I wouldn't be surprised if the ban was a pretext and the sub was just something admins found objectionable for their own reasons. Like as long as mods remove material and users when an issue is brought to their attention then the sub should be fine.
The fact they don't know why it happened is telling that they weren't given a real chance to correct the issue. Just centralised social media things I guess.
I feel like the real reason would be that Reddit suits know that Reddit is stereotyped as a gooner website and don't want people to think redditors are gooners, which is very wishful thinking as everyone already knows they are some of the biggest gooners out there online.
I believe the admins do get paid. It's the mods that were fucked over here that don't get paid. I was really talking about your one's overall contribution to humanity.
EDIT: I didn't like how personal this sounded, it wasn't meant to.
Reddit is notorious to responding to financial incentives. In the past they would ban communities only when they became toxic to advertisers due to overwhelming negative publicity.
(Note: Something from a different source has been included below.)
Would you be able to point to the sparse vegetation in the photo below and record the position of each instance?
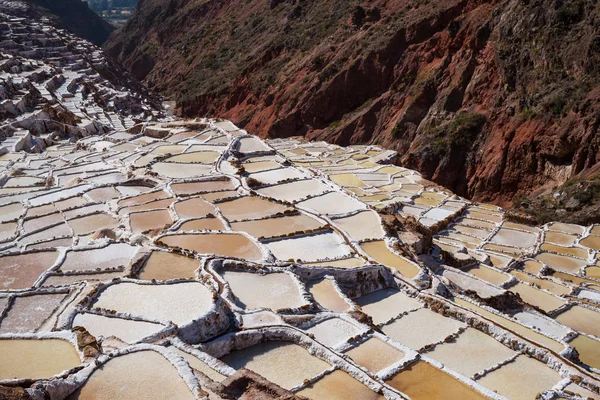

During those purges, they would often throw in some leftist subs to prevent the user-base political average from shifting leftward, but the purges were never proactive.
I think we've entered a new era where Reddit is no longer as concerned about which subs may scare advertisers, and are more concerned about which subs generate the kind of content that is valuable to LLM training. If I were training the next version of ChatGPT, I would be alarmed if a text prompt spontaneously invited me to masturbate with it, or prompts for images of a "battle station" resulted in walls of women having sex.
The article is about reddit banning a community for no real reason with no option for recourse. My issue was I thought that was kind of an over the top description.